Awesome
idn-treebank
=================
Manually Tagged Indonesian Corpus
README.md versi Bahasa
Format Data
Setiap baris berisi parse-tree dari kalimat bahasa Indonesia. Korpus ini terdiri dari dua jenis berkas, yang satu disertai ID dan yang lainnya RAW. Setiap parse-tree pada berkas dengan ID selalu diawali dengan id kalimat yang dipisahkan sebuah karakter tab (\t).
README.md English version
Data Format
Each line consists of parse-tree from Indonesian sentence. The corpus consists of two types of file, the one with ID and the other is RAW. Each parse-tree inside the file with ID has a sentence ID in the beginning of the line separated by a single tab character (\t).
Authors
- Ruli Manurung
- Arawinda Dinakaramani
- Fam Rashel
- Andry Luthfi
Page
For more details about this work, please visit http://bahasa.cs.ui.ac.id/treebank/corpus
License
This work is licensed under the Creative Commons Attribution-NonCommercial-ShareAlike 4.0 International License.
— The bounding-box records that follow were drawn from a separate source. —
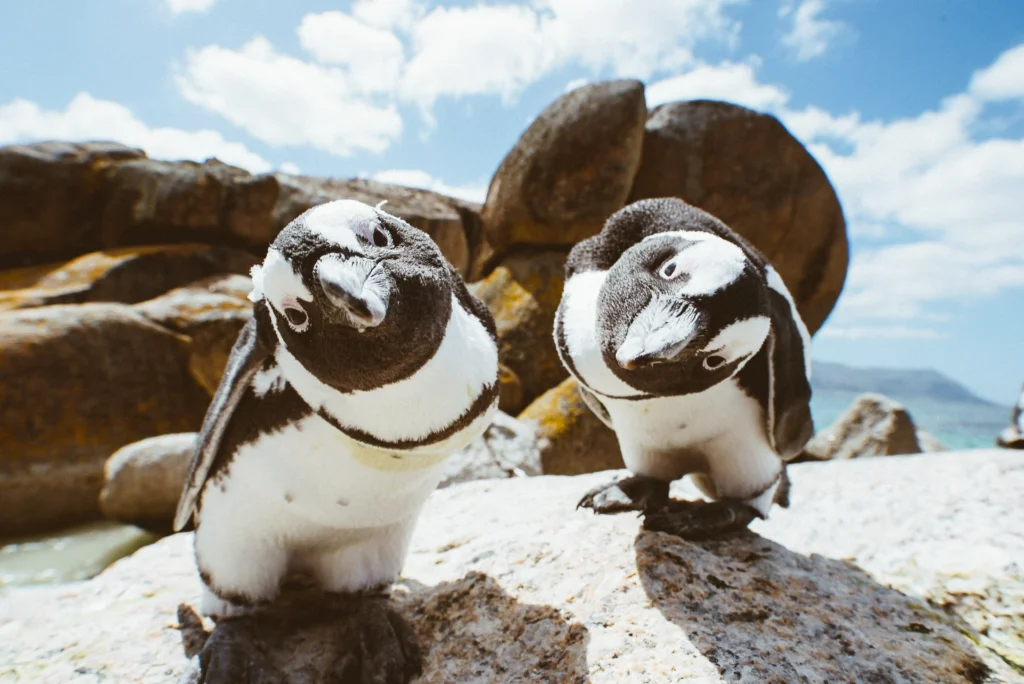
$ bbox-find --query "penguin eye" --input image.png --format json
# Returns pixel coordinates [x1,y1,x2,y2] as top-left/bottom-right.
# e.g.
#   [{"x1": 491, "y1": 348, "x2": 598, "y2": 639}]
[
  {"x1": 374, "y1": 225, "x2": 391, "y2": 247},
  {"x1": 703, "y1": 354, "x2": 725, "y2": 371},
  {"x1": 284, "y1": 303, "x2": 309, "y2": 333},
  {"x1": 658, "y1": 259, "x2": 682, "y2": 281}
]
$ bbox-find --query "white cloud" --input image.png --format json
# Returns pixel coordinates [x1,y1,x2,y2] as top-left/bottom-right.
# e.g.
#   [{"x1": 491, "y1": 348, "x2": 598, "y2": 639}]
[
  {"x1": 646, "y1": 61, "x2": 790, "y2": 111},
  {"x1": 364, "y1": 169, "x2": 487, "y2": 203},
  {"x1": 166, "y1": 0, "x2": 217, "y2": 14},
  {"x1": 971, "y1": 44, "x2": 1024, "y2": 100},
  {"x1": 299, "y1": 12, "x2": 404, "y2": 92},
  {"x1": 177, "y1": 37, "x2": 401, "y2": 157},
  {"x1": 0, "y1": 92, "x2": 270, "y2": 173},
  {"x1": 401, "y1": 0, "x2": 738, "y2": 109},
  {"x1": 820, "y1": 326, "x2": 946, "y2": 340},
  {"x1": 352, "y1": 0, "x2": 424, "y2": 31},
  {"x1": 779, "y1": 0, "x2": 847, "y2": 61}
]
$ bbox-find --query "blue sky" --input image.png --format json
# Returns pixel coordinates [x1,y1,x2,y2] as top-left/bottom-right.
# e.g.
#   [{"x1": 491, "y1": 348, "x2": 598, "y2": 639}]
[{"x1": 0, "y1": 0, "x2": 1024, "y2": 405}]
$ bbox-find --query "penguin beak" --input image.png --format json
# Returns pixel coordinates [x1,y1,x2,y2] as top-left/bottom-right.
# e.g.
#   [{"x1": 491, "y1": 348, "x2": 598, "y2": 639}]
[
  {"x1": 316, "y1": 254, "x2": 391, "y2": 332},
  {"x1": 615, "y1": 299, "x2": 700, "y2": 371}
]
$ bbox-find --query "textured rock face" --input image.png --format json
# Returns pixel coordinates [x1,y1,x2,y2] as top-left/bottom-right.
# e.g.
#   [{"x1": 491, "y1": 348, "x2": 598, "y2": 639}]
[
  {"x1": 0, "y1": 142, "x2": 480, "y2": 274},
  {"x1": 6, "y1": 452, "x2": 1024, "y2": 683},
  {"x1": 135, "y1": 275, "x2": 252, "y2": 396},
  {"x1": 804, "y1": 394, "x2": 925, "y2": 461},
  {"x1": 519, "y1": 378, "x2": 623, "y2": 475},
  {"x1": 438, "y1": 412, "x2": 541, "y2": 487},
  {"x1": 99, "y1": 432, "x2": 197, "y2": 532},
  {"x1": 480, "y1": 81, "x2": 647, "y2": 264},
  {"x1": 0, "y1": 245, "x2": 258, "y2": 310},
  {"x1": 470, "y1": 252, "x2": 568, "y2": 414},
  {"x1": 629, "y1": 100, "x2": 848, "y2": 333},
  {"x1": 0, "y1": 304, "x2": 209, "y2": 535}
]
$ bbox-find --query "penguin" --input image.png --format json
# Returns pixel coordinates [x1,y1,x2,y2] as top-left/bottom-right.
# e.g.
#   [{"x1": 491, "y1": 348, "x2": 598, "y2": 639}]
[
  {"x1": 174, "y1": 200, "x2": 498, "y2": 681},
  {"x1": 554, "y1": 198, "x2": 814, "y2": 539}
]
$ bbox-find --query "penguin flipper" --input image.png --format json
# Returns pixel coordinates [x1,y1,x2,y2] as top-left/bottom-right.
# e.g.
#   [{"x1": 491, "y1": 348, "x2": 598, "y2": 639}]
[{"x1": 174, "y1": 303, "x2": 271, "y2": 531}]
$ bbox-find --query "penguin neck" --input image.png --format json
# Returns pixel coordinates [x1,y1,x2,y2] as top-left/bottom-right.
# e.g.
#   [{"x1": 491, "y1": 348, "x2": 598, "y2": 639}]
[{"x1": 274, "y1": 290, "x2": 498, "y2": 453}]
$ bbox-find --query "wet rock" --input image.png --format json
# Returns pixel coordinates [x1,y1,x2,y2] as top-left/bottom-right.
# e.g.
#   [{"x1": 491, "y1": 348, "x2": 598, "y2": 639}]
[
  {"x1": 99, "y1": 432, "x2": 197, "y2": 533},
  {"x1": 629, "y1": 100, "x2": 849, "y2": 333},
  {"x1": 437, "y1": 412, "x2": 541, "y2": 487},
  {"x1": 0, "y1": 142, "x2": 473, "y2": 276},
  {"x1": 802, "y1": 393, "x2": 924, "y2": 461},
  {"x1": 135, "y1": 275, "x2": 252, "y2": 396},
  {"x1": 0, "y1": 142, "x2": 145, "y2": 266},
  {"x1": 995, "y1": 386, "x2": 1024, "y2": 448},
  {"x1": 0, "y1": 452, "x2": 1024, "y2": 684},
  {"x1": 470, "y1": 252, "x2": 568, "y2": 414},
  {"x1": 0, "y1": 245, "x2": 258, "y2": 310},
  {"x1": 0, "y1": 303, "x2": 209, "y2": 535},
  {"x1": 480, "y1": 81, "x2": 647, "y2": 264},
  {"x1": 519, "y1": 378, "x2": 623, "y2": 475}
]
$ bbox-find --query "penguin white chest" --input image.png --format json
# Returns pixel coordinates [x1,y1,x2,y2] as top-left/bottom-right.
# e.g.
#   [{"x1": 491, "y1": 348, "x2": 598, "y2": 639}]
[
  {"x1": 203, "y1": 416, "x2": 446, "y2": 537},
  {"x1": 602, "y1": 379, "x2": 780, "y2": 490}
]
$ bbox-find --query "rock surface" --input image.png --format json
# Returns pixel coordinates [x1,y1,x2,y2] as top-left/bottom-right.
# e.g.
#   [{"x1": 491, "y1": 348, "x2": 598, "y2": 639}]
[
  {"x1": 135, "y1": 275, "x2": 252, "y2": 396},
  {"x1": 0, "y1": 303, "x2": 209, "y2": 536},
  {"x1": 437, "y1": 412, "x2": 541, "y2": 487},
  {"x1": 0, "y1": 142, "x2": 479, "y2": 274},
  {"x1": 0, "y1": 245, "x2": 258, "y2": 310},
  {"x1": 519, "y1": 378, "x2": 623, "y2": 475},
  {"x1": 995, "y1": 386, "x2": 1024, "y2": 448},
  {"x1": 802, "y1": 393, "x2": 934, "y2": 461},
  {"x1": 0, "y1": 452, "x2": 1024, "y2": 683},
  {"x1": 470, "y1": 252, "x2": 568, "y2": 415},
  {"x1": 99, "y1": 432, "x2": 198, "y2": 532},
  {"x1": 629, "y1": 100, "x2": 849, "y2": 333},
  {"x1": 480, "y1": 81, "x2": 647, "y2": 264}
]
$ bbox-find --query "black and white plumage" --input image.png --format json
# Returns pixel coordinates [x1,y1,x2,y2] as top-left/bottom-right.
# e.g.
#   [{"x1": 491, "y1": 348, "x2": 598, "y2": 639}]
[
  {"x1": 175, "y1": 200, "x2": 498, "y2": 617},
  {"x1": 555, "y1": 194, "x2": 813, "y2": 533}
]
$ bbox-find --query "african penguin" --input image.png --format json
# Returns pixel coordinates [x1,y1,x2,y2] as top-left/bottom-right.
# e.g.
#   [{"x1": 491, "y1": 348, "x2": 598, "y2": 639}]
[
  {"x1": 175, "y1": 200, "x2": 498, "y2": 679},
  {"x1": 555, "y1": 199, "x2": 813, "y2": 539}
]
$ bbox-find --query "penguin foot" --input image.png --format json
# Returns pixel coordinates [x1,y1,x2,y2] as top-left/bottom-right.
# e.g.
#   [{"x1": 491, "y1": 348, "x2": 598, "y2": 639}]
[
  {"x1": 577, "y1": 475, "x2": 669, "y2": 514},
  {"x1": 178, "y1": 592, "x2": 423, "y2": 684},
  {"x1": 643, "y1": 501, "x2": 761, "y2": 542}
]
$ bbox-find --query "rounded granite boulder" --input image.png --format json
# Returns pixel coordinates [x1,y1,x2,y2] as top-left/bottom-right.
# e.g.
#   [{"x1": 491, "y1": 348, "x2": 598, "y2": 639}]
[
  {"x1": 629, "y1": 100, "x2": 849, "y2": 333},
  {"x1": 480, "y1": 80, "x2": 647, "y2": 266}
]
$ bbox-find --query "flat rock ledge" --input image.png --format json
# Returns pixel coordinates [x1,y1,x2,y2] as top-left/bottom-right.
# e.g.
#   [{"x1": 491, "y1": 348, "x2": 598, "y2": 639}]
[{"x1": 0, "y1": 451, "x2": 1024, "y2": 683}]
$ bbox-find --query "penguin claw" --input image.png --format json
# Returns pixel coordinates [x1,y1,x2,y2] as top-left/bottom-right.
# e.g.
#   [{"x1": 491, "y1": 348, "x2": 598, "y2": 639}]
[
  {"x1": 577, "y1": 475, "x2": 669, "y2": 514},
  {"x1": 643, "y1": 501, "x2": 761, "y2": 542},
  {"x1": 178, "y1": 594, "x2": 423, "y2": 684}
]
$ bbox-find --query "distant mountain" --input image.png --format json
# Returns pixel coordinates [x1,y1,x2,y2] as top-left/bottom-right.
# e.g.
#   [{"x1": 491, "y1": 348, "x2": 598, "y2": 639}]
[
  {"x1": 811, "y1": 361, "x2": 997, "y2": 407},
  {"x1": 811, "y1": 361, "x2": 1010, "y2": 448}
]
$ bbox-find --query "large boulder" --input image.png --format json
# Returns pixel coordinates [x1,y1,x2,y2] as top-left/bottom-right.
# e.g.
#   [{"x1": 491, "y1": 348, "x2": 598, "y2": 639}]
[
  {"x1": 995, "y1": 386, "x2": 1024, "y2": 448},
  {"x1": 0, "y1": 142, "x2": 145, "y2": 266},
  {"x1": 519, "y1": 378, "x2": 623, "y2": 475},
  {"x1": 801, "y1": 392, "x2": 938, "y2": 461},
  {"x1": 0, "y1": 451, "x2": 1024, "y2": 684},
  {"x1": 470, "y1": 252, "x2": 568, "y2": 414},
  {"x1": 135, "y1": 275, "x2": 252, "y2": 396},
  {"x1": 480, "y1": 81, "x2": 647, "y2": 270},
  {"x1": 629, "y1": 100, "x2": 849, "y2": 333},
  {"x1": 0, "y1": 142, "x2": 481, "y2": 274},
  {"x1": 0, "y1": 244, "x2": 258, "y2": 310},
  {"x1": 99, "y1": 432, "x2": 198, "y2": 533},
  {"x1": 0, "y1": 303, "x2": 209, "y2": 536}
]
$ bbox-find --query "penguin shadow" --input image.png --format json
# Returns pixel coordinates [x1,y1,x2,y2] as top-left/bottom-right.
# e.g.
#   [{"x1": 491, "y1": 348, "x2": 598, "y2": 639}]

To view a copy of this license, visit http://creativecommons.org/licenses/by-nc-sa/4.0/.
UPDATE
This work was carried out under the framework of a research project done at IR-NLP Lab. As there is an initiative to bring together and document all the works done in the IR-NLP Lab, please refer to the IR-NLP Lab's repository for official updates and future versions of this work. This repository will still be available as a personal repository.